Evaluation of find-similar with simulation and network analysis

  • Authors:
  • James Allan;Mark D. Smucker

  • Affiliations:
  • University of Massachusetts Amherst;University of Massachusetts Amherst

  • Venue:
  • Evaluation of find-similar with simulation and network analysis
  • Year:
  • 2008

Quantified Score

Hi-index 0.00

Visualization

Abstract

Every day, people use information retrieval (IR) systems to find documents that satisfy their information needs. Even though IR has revolutionized the way people find information, IR systems can still fail to satisfy people's information needs. In this dissertation, we show how the addition of a simple user interaction mechanism, find-similar, can improve retrieval quality by making it easier for users to navigate from relevant documents to other relevant documents. Find-similar allows a user to request documents similar to a given document. In the first part of the dissertation, we measure find-similar's retrieval potential through simulation of a user's behavior with hypothetical user interfaces. We show that find-similar has the potential to improve the retrieval quality of a state-of-the-art IR system by 23% and match the performance of relevance feedback. As part of a case study that first shows how find-similar can help PubMed users find relevant documents, we then show how find-similar responds to varying initial conditions and acts to compensate for poor retrieval quality. In the second part of the dissertation, we characterize find-similar in the absence of a particular user interface by measuring the quality of the document networks formed by find-similar's document-to-document similarity measure. Find-similar effectively creates links between documents that allow the user to navigate documents by similarity.
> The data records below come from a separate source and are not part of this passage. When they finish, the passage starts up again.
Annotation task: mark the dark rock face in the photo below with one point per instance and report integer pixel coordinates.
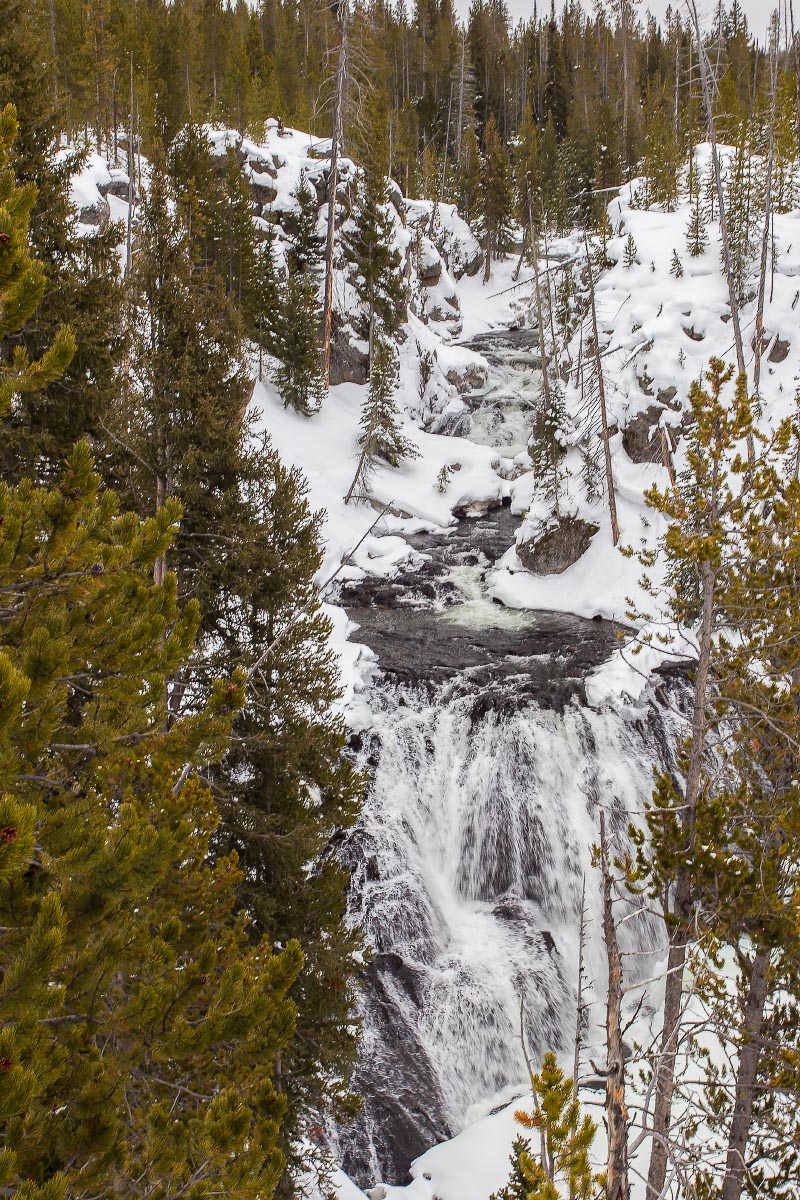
(98, 214)
(404, 1109)
(411, 623)
(641, 437)
(666, 396)
(348, 363)
(559, 547)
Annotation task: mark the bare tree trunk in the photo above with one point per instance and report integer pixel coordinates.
(461, 97)
(601, 391)
(128, 237)
(768, 215)
(797, 67)
(332, 183)
(579, 1003)
(717, 178)
(746, 1078)
(542, 354)
(618, 1186)
(665, 1071)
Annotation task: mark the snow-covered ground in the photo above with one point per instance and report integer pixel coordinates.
(659, 331)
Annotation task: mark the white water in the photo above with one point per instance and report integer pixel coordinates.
(468, 869)
(465, 817)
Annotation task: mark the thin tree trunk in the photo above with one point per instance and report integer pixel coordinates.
(128, 237)
(665, 1071)
(717, 177)
(768, 214)
(746, 1079)
(579, 1005)
(601, 393)
(618, 1186)
(332, 183)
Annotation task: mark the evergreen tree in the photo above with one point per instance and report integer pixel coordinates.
(140, 1020)
(22, 282)
(299, 373)
(371, 243)
(495, 197)
(83, 291)
(630, 252)
(566, 1137)
(180, 430)
(380, 435)
(286, 787)
(696, 235)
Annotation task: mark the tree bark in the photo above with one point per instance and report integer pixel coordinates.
(665, 1071)
(332, 184)
(601, 391)
(746, 1079)
(618, 1186)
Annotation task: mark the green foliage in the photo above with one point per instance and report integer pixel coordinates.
(630, 253)
(22, 282)
(299, 375)
(495, 196)
(83, 293)
(130, 987)
(565, 1137)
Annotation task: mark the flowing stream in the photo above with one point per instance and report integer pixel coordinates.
(487, 771)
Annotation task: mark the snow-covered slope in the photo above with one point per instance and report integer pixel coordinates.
(464, 407)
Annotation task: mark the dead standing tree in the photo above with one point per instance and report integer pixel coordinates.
(342, 13)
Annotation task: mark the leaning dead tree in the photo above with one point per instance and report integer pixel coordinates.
(725, 234)
(601, 396)
(343, 19)
(618, 1186)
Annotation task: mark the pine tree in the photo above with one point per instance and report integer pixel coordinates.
(380, 435)
(84, 289)
(22, 282)
(469, 177)
(495, 197)
(696, 235)
(630, 252)
(286, 787)
(140, 1020)
(299, 375)
(565, 1135)
(371, 241)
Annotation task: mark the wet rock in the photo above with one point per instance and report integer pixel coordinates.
(561, 545)
(641, 437)
(98, 215)
(477, 508)
(403, 1110)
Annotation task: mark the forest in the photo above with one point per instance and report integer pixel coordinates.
(230, 237)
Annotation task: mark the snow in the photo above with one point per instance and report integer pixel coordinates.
(660, 331)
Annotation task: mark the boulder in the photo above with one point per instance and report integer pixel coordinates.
(667, 395)
(563, 544)
(468, 378)
(97, 214)
(641, 437)
(348, 363)
(780, 351)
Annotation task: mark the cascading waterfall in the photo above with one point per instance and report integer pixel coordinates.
(468, 879)
(488, 771)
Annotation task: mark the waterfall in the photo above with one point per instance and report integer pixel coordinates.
(468, 869)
We show that find-similar's similarity measure affects the navigability of the document network and how a query-biased similarity measure can improve find-similar. We develop measures of network navigability and show that find-similar should make the World Wide Web more navigable. Taken together, the simulation of find-similar and the measurement of the navigability of document networks shows how find-similar as a simple user interaction mechanism can improve a user's ability to find relevant documents.